Dünya çapında yüzün üstünde üniversite bu seneki İsrail Apartheid Haftası etkinliklerinde yer alacak.
İlk kez 2005’te gerçekleştirilen İsrail Apartheid Haftasının amacı ‘İsrail’in devam eden işgalci-sömürgeci projesi ve Filistin halkına yönelik ırkçı, ayrımcı politikaları’ hakkında farkındalık yaratmak, öte yandan Uluslararası Boykot, Yaptırımlar ve Yatırımların Geri Çekilmesi (BDS) hareketine verilen desteği yükseltmek.

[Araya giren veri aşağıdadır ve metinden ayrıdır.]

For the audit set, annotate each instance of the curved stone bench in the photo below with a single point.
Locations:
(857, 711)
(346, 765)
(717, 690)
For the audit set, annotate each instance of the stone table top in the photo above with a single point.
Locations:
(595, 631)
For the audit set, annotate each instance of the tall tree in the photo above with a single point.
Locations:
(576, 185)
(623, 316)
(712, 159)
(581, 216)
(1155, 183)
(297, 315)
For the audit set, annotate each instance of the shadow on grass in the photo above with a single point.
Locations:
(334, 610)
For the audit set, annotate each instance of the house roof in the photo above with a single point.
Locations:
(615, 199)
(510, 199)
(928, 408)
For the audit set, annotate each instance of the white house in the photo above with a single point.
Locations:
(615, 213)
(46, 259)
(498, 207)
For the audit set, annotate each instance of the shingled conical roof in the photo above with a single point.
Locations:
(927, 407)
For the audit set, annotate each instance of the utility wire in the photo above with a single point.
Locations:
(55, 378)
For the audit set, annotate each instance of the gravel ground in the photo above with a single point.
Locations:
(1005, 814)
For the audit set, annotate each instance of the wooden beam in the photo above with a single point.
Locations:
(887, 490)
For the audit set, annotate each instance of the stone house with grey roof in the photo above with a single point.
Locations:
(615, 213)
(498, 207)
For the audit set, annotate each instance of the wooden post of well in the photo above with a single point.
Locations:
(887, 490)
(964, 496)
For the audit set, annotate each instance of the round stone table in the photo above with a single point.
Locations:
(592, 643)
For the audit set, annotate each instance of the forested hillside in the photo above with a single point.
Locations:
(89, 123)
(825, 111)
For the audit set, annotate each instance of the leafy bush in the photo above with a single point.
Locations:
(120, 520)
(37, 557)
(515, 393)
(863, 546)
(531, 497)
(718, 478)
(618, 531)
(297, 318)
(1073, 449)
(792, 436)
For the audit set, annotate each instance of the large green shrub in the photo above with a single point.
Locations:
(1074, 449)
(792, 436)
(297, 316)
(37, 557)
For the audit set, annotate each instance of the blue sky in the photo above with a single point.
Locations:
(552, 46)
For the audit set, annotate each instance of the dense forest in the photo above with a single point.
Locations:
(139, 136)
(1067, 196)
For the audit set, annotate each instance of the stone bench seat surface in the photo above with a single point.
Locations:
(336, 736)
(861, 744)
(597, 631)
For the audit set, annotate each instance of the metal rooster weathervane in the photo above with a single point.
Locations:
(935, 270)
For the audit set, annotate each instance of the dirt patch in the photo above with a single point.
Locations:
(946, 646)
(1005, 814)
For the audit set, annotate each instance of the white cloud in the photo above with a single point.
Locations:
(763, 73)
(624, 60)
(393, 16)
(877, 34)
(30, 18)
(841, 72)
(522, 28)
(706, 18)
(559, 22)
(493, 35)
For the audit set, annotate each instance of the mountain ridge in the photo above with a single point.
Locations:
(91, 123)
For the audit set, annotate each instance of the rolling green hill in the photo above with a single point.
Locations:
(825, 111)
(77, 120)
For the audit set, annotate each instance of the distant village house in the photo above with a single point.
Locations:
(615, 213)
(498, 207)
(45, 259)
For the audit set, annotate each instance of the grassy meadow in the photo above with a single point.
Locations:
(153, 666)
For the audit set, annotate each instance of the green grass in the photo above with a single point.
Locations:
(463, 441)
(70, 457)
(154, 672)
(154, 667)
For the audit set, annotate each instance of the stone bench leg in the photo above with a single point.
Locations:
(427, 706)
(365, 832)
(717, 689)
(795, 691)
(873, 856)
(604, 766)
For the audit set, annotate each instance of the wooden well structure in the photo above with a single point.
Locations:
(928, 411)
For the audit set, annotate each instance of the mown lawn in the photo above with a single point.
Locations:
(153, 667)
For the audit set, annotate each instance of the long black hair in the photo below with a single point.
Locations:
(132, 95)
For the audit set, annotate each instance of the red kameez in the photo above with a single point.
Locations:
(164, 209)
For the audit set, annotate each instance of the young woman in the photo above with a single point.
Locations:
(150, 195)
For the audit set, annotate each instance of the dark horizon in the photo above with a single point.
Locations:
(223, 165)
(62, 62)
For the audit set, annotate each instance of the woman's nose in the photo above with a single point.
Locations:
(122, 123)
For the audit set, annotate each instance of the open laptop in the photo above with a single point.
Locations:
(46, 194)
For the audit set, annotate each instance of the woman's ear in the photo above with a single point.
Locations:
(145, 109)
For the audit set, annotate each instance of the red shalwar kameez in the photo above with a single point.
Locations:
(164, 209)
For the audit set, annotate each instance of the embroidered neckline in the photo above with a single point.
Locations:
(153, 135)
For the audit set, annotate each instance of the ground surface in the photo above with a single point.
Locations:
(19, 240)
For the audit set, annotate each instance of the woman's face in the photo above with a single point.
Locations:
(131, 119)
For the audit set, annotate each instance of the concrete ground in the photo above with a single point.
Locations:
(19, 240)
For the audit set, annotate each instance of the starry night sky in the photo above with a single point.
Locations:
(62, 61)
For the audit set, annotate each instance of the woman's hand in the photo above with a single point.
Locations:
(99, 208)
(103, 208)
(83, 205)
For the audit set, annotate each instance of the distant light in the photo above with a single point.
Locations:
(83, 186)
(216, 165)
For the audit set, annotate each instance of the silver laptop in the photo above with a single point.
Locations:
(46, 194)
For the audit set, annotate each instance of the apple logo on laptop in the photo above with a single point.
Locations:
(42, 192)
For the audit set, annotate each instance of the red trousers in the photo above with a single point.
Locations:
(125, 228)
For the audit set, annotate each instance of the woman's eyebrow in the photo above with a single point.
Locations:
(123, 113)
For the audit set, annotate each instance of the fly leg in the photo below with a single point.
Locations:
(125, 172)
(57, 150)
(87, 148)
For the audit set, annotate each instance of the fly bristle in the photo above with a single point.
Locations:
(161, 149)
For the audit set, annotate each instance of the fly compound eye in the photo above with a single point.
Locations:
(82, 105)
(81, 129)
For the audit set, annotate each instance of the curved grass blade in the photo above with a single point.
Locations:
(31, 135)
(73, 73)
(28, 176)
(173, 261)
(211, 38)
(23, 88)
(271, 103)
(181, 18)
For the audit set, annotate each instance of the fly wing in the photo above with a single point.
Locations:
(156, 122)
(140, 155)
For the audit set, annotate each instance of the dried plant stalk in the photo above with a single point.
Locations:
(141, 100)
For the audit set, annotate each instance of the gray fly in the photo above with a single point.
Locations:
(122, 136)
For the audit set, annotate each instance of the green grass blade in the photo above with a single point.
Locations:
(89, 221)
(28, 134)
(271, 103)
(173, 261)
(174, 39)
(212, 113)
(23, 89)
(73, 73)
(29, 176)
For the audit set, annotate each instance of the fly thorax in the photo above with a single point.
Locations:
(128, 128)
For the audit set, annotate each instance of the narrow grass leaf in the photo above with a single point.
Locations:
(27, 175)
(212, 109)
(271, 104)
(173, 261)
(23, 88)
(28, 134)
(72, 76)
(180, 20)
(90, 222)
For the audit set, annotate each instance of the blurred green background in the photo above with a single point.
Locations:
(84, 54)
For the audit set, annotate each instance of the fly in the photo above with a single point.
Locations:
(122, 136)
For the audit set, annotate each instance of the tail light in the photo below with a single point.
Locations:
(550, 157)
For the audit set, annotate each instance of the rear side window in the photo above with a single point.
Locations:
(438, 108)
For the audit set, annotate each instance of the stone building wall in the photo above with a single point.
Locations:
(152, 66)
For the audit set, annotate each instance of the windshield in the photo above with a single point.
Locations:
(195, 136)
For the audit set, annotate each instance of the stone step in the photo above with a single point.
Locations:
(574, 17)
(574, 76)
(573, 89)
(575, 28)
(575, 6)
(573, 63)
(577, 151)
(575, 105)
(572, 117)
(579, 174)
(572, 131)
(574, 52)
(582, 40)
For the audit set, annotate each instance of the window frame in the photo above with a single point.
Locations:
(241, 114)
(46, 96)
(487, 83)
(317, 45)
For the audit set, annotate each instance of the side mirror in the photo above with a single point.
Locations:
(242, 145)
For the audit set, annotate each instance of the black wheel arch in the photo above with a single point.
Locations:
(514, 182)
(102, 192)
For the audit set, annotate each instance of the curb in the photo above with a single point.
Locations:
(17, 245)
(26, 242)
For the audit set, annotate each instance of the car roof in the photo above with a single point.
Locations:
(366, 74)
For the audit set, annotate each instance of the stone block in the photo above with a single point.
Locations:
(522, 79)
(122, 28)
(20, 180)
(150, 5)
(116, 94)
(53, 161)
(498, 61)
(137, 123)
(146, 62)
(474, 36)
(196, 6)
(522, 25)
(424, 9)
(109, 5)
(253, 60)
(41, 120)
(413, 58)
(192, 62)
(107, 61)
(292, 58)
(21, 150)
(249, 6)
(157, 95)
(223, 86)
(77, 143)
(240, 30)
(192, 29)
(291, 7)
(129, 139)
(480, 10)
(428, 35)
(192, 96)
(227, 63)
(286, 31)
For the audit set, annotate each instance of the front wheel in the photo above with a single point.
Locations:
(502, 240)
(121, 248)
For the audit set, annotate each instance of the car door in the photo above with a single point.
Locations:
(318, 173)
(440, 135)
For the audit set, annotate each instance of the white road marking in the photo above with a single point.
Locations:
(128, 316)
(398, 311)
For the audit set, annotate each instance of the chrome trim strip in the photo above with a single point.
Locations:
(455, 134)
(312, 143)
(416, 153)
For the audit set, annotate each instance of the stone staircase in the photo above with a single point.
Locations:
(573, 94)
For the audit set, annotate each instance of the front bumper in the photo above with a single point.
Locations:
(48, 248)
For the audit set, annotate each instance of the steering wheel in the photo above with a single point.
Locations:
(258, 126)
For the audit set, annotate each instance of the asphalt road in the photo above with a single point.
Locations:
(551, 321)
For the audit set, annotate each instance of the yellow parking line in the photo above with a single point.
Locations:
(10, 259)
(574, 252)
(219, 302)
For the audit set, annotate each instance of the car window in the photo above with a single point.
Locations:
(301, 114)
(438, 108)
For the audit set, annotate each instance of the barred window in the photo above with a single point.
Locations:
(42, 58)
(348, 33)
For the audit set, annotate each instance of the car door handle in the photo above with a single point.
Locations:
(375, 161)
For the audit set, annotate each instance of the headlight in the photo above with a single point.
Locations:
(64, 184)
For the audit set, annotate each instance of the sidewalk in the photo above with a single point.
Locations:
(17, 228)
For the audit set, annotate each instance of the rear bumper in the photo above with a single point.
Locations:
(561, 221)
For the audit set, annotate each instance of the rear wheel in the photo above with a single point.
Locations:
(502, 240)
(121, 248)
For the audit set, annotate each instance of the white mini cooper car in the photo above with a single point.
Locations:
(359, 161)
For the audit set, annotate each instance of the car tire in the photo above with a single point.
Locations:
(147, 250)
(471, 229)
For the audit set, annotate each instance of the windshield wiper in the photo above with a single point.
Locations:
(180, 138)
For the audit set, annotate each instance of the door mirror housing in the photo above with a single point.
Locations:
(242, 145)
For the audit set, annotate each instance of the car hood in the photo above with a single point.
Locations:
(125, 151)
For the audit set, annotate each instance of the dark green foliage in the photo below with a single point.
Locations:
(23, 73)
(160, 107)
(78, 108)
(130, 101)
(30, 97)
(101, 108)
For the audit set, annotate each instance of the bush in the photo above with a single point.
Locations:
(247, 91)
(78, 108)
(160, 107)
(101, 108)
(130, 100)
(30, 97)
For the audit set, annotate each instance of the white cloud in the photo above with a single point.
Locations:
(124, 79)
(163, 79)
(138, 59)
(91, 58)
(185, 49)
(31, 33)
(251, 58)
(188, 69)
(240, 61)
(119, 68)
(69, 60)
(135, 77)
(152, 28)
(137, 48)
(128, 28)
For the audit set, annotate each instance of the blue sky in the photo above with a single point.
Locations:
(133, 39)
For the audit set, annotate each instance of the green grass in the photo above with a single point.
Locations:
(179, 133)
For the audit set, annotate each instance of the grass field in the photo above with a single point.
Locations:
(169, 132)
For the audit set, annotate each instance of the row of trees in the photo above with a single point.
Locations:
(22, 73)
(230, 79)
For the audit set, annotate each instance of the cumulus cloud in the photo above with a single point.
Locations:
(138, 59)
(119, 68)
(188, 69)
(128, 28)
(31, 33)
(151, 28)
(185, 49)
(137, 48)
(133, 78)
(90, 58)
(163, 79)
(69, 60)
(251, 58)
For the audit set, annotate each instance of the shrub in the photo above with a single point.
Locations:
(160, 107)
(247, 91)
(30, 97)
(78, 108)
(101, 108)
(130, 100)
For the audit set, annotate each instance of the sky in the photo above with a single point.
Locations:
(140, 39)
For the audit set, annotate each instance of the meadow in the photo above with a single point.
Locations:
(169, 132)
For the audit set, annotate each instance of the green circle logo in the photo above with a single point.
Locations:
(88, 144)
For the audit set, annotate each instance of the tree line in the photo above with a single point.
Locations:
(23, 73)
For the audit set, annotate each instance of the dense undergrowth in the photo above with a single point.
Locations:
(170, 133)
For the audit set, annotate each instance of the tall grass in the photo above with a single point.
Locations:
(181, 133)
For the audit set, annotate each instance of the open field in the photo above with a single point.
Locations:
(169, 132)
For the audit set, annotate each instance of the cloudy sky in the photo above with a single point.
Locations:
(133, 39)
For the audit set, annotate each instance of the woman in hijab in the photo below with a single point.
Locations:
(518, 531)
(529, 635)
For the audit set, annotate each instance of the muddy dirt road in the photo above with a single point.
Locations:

Bu yılki etkinlikler kapsamında bütün dünyadaki üniversitelerde paneller, söyleşiler, film gösterimleri ve sunumlar gerçekleştirilmesi planlanıyor. Londra SOAS Üniversitesi’ndeki Filistin Dayanışma örgütünden Razan Shamallakh, The New Arab için şu açıklamalarda bulundu:
Bu etkinlikler İsrail’in işlediği suçların boyutlarını henüz tam anlamıyla idrak edememiş uluslararası kamuoyuna önemli bir mesaj veriyor.
İsrail devletinin ırkçı, gerici politikalarının, uluslararası hukuk ihlallerinin ve işlediği insanlık suçlarının apartheid Güney Afrika’dan farkı yok, bu nedenle İsrail’i açıkça apartheid bir devlet olmakla itham ediyoruz.
Lonra’da bu yılki kampanya kapsamında İsrail’in savaş suçlarını ifşa eden 100 anti-İsrail posteri sokaklara, trenlere ve muhtelif noktalara asıldı. Ancak İsrailli yetkililerin Londra Belediye Başkanı Boris Johnson’ı araması üzerine metro hatlarındaki posterler kısa süre sonra toplatıldı.
Hükümetin kamu kurumlarının BDS kampanyalarında yer almasını Şubat ayında yasaklamasının ardından Britanya’daki Filistinli eylemciler büyük bir darbe almıştı. Ancak Shamallakh, İsrail Apartheid Haftasının en az hükümetin yaptırımları kadar önemli bir etkiye sahip olduğunu vurguluyor:
Cameron’nun boykot hareketini durdurmaya çalışması hareketin İsrail’i güç duruma soktuğunun bir göstergesi, aynı zamanda bizi İsrail Apartheid Haftasını daha etkili kılmamız için cesaretlendiriyor.
Cameron’un bu girişimi son yıllardaki etkili yerel boykot kampanyalarının İsrailli yetkilileri kızdırması üzerine gerçekleşti.
2014’te Leicester Kent Konseyi, işgal altındaki Batı Şeria’daki yerleşimlerde üretilmiş İsrail mallarının boykot edilmesini kararlaştırdı. İskoç hükümeti gayrimeşru yerleşimlerde yatırım ve ticaret yapılmasına karşı yerel konseylere bildirge gönderdi.
Avrupa Birliği geçen sene İsrail’in gayrimeşru yerleşimlerde ürettiği malların farklı şekilde etiketlendirilmesini desteklemişti. İsrail ise bu uygulamanın ayrımcı olduğunu savunarak ‘barış sürecinin’ zarar görebileceği tehdidinde bulunmuştu.